In sum, all manner of evidence—observational or experimental—can be relevant to determining EVE, and in many cases this is something that is assessed in an ongoing answer alongside confirmation of particular hypotheses.

3. EDA and the expected value of experimentation

Let’s return to exploratory data analysis. I propose that the aim of EDA is, fundamentally, to estimate the expected value of experimentation. EDA is distinguished from confirmatory analysis by (i) using data specific to the problem, and (ii) focusing on all of the aspects that go into estimating EVE except those that depend on our estimation of the truth of the hypothesis. The first condition distinguishes it from other things that might go into EVE but which are not data-specific (e.g., checking Edmund Scientific for the cost of reagents), while the second distinguishes it from confirmatory analysis.

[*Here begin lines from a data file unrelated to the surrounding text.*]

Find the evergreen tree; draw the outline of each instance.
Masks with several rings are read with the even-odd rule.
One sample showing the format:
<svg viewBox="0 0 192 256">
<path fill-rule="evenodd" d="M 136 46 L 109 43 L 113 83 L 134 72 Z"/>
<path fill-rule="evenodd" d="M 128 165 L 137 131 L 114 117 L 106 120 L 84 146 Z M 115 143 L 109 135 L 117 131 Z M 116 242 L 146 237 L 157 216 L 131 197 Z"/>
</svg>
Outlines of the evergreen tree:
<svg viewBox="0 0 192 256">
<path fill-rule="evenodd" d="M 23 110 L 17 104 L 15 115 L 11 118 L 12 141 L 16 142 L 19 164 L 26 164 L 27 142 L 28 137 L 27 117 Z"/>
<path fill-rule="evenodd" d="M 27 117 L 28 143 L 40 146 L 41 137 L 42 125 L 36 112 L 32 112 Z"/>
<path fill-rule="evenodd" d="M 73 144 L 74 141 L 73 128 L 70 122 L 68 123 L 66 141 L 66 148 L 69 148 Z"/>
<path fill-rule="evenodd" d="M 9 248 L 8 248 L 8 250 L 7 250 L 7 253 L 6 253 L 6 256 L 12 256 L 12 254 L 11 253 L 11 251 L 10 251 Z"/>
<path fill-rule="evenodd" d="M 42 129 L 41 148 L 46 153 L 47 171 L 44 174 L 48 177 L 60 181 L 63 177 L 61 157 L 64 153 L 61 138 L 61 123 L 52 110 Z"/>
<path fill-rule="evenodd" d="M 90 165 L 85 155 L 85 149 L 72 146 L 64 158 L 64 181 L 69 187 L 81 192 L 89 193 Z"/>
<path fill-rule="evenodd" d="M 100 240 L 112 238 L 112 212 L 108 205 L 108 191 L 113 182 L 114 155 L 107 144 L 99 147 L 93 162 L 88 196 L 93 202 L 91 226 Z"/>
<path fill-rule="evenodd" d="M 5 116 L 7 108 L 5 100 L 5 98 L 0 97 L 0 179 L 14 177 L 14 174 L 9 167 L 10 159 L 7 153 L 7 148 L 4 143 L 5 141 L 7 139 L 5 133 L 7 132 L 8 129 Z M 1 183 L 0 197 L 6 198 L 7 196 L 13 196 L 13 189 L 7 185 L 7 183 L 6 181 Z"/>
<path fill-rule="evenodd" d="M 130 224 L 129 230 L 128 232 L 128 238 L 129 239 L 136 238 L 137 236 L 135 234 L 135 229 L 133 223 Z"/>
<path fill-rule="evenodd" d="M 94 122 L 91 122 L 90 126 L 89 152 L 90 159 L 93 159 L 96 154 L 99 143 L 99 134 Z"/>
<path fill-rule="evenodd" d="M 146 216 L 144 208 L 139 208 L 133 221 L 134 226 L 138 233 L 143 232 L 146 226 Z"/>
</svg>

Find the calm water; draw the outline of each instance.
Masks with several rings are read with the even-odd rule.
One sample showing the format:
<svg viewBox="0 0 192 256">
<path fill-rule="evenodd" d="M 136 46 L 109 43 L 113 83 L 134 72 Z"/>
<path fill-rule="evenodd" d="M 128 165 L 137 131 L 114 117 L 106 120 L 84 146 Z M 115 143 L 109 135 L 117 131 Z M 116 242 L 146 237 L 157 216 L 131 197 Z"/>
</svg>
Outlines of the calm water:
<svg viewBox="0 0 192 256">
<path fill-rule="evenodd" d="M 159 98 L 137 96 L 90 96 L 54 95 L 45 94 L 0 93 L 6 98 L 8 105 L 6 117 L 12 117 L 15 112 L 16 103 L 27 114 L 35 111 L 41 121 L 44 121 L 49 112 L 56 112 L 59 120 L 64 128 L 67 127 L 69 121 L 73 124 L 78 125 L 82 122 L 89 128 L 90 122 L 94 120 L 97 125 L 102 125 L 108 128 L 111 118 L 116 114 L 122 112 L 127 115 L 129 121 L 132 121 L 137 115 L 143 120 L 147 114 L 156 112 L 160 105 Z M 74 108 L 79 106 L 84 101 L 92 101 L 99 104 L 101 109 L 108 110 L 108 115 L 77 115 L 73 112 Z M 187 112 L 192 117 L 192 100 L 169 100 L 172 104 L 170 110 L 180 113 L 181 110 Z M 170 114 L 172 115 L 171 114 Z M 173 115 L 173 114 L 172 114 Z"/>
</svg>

One advantage of this view is that it neatly solves the Central Puzzle. Exploratory data analysis is worth doing because it gives us information about what hypotheses to test—but that comes from all of the other things that go into estimating EVE aside from truth. That shows why EDA is particularly valuable in young fields, or in fields that use very large datasets. When it is easy to come up with hypotheses but costly to properly test them, EDA guides us towards the tests worth doing. That said, EDA can play a role even in mature fields, because estimating EVE is always an important step in allocating scientific resources.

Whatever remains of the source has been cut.